Derek Lowe, recently writing for his “In the Pipeline” blog for Science Translational Medicine, referring to the Incyte trial failure, noted, “One of the biggest things going in immuno-oncology is the combination of the existing agents (PD pathway drugs) with other mechanisms to potentiate their effects and move them into new areas. This trial shows that we don’t know as much about how to do that as we thought we did. So, although the IDO-based trials are now very uncertain, this news throws uncertainty around the entire field, whether it goes through that mechanism or not.”

NewLink is clearly being battered by this setback. In 2016, its pancreatic cancer vaccine failed a Phase III clinical trial.
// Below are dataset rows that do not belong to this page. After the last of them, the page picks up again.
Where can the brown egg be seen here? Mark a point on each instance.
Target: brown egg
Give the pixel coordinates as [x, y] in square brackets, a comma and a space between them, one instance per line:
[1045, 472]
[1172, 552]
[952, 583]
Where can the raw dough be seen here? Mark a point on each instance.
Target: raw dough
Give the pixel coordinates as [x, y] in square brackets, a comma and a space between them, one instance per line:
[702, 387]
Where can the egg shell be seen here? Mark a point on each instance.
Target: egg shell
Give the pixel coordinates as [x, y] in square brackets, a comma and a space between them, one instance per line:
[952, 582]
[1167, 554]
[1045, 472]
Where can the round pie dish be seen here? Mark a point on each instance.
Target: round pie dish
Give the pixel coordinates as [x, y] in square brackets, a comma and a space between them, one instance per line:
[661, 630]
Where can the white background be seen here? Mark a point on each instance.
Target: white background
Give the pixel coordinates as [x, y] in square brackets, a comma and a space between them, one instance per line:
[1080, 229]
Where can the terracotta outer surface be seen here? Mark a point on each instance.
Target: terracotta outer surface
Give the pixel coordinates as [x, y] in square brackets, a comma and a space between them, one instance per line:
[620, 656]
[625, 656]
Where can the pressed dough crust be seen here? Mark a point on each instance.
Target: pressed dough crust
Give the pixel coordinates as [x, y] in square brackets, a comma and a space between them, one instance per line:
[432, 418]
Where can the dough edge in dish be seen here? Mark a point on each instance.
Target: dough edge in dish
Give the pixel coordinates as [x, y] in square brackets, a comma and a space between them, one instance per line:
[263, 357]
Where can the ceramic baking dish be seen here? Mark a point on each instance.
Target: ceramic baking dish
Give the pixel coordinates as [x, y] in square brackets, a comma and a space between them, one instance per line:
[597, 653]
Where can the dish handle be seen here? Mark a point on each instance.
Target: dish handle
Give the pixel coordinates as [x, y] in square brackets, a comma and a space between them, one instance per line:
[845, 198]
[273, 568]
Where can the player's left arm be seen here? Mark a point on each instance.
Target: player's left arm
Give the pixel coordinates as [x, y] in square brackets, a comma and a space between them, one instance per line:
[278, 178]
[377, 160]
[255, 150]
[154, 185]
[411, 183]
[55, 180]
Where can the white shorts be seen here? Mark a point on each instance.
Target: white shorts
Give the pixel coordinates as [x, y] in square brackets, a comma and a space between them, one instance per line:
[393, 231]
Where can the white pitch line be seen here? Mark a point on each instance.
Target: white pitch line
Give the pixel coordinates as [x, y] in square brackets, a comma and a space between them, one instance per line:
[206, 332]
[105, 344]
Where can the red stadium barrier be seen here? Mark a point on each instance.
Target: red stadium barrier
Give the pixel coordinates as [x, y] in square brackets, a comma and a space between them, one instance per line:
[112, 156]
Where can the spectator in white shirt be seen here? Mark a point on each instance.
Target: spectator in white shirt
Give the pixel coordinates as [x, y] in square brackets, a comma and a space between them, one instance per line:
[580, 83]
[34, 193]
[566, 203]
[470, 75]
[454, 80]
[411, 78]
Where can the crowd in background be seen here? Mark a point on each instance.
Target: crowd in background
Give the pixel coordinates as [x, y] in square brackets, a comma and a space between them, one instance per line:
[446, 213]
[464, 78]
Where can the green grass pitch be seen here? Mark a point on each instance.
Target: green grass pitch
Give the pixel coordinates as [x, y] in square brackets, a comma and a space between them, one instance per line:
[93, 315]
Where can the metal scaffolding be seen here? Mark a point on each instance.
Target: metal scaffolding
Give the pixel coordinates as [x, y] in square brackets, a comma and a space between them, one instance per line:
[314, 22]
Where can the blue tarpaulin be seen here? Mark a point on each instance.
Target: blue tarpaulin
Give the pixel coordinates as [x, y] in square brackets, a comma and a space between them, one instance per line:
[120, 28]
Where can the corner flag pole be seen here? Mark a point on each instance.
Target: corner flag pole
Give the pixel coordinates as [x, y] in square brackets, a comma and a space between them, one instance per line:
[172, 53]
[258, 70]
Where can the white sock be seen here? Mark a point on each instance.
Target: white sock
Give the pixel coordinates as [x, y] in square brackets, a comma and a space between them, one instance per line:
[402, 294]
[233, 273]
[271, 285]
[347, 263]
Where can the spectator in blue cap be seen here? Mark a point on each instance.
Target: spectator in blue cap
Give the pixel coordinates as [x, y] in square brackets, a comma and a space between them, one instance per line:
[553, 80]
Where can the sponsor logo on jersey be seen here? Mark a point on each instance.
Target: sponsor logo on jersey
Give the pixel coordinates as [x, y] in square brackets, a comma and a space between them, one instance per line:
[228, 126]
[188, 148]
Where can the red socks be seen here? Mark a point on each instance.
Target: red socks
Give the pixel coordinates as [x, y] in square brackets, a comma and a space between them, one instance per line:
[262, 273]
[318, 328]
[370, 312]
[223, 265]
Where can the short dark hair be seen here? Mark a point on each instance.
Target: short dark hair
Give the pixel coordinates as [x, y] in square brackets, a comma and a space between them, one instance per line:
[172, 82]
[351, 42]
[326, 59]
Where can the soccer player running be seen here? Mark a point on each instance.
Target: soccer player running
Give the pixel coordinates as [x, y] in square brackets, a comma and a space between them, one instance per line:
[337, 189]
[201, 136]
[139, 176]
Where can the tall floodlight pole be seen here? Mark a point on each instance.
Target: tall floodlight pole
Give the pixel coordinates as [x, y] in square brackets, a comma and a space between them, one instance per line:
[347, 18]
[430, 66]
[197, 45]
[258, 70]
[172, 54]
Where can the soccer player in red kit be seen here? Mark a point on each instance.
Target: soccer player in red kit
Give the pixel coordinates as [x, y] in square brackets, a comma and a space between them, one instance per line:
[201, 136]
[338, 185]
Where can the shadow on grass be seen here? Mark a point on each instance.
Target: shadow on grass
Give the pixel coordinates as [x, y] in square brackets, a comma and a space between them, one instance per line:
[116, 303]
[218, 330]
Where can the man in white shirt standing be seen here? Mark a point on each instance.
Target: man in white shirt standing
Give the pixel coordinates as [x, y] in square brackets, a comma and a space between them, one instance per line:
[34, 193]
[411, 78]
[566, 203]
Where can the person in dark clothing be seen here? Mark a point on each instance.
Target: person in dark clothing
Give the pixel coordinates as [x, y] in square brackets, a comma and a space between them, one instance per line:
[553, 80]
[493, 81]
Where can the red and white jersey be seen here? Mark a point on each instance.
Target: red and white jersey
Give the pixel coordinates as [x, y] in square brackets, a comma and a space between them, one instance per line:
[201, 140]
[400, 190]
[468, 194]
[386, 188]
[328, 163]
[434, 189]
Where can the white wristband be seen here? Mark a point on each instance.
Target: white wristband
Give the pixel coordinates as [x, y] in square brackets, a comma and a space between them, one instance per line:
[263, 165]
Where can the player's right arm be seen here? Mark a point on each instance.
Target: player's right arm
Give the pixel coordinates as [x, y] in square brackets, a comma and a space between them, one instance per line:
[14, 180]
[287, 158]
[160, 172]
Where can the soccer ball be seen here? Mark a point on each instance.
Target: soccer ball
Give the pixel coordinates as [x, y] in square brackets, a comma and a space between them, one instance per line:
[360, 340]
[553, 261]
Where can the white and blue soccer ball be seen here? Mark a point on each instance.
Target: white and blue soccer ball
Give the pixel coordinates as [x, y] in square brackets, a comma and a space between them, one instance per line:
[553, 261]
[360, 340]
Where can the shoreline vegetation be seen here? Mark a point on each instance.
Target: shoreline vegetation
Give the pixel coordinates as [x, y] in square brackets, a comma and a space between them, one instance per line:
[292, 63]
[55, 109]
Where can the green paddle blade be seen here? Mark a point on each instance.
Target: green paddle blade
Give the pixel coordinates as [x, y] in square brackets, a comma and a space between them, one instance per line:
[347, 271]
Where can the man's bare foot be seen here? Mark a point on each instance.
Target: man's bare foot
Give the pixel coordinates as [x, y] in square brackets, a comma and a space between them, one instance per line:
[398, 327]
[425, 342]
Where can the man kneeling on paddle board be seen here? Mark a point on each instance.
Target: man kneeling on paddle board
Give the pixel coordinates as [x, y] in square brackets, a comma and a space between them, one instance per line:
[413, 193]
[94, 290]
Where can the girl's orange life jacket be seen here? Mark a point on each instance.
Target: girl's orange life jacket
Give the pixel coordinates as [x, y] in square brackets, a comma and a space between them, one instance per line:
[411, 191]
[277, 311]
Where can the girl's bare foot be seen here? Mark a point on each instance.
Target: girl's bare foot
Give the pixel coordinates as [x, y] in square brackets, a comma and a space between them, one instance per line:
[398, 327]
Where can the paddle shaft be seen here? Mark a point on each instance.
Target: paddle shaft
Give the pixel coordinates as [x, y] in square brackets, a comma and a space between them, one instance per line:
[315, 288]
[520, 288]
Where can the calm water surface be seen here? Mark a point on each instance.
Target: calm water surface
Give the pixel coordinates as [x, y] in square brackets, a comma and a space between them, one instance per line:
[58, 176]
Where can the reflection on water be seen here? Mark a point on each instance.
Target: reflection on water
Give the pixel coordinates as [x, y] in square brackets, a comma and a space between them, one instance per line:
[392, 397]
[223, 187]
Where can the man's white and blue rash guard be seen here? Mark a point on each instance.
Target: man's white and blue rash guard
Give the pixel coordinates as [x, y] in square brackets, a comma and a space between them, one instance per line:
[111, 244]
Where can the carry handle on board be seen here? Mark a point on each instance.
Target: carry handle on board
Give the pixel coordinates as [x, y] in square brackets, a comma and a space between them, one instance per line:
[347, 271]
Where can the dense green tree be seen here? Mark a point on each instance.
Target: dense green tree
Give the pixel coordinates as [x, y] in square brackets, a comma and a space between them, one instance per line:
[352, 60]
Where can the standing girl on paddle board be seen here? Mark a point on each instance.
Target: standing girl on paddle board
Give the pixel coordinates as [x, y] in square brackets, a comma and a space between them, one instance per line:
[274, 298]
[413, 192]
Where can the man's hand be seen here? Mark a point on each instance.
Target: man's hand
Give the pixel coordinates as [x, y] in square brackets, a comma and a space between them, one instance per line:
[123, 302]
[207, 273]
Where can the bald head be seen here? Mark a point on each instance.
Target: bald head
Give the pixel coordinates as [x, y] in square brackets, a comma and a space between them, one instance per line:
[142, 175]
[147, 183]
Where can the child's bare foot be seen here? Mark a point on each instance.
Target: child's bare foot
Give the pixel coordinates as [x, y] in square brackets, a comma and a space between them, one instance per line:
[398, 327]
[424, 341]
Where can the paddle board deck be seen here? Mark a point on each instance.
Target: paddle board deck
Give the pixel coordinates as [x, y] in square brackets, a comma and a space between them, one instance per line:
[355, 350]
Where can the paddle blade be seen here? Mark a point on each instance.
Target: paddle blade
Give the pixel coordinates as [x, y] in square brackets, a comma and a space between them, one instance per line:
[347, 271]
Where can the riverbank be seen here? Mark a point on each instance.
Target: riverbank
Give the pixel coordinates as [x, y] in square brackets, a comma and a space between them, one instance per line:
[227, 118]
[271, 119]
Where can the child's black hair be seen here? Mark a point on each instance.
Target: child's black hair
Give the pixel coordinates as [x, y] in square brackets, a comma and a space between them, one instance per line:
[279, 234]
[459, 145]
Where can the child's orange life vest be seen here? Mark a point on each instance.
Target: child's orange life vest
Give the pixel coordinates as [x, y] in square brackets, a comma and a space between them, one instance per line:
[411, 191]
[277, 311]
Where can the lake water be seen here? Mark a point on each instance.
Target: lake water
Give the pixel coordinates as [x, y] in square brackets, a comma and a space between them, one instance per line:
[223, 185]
At that point, it shifted away from its HyperAcute cancer vaccine platform to focus on the IDO inhibitor program.

The latest SEC filing stated, “Upon termination of the Genentech Agreement in its entirety, the Company’s rights in such next generation compounds will revert to the Company, and Genentech will grant to the Company an exclusive, worldwide, royalty-bearing, sublicensable license, under certain Genentech intellectual property, to research, develop, manufacture and commercialize such next generation compounds, and the Company will be required to pay a low single-digit royalty to Genentech on any sales of next generation compounds, should the Company proceed to develop and commercialize them.”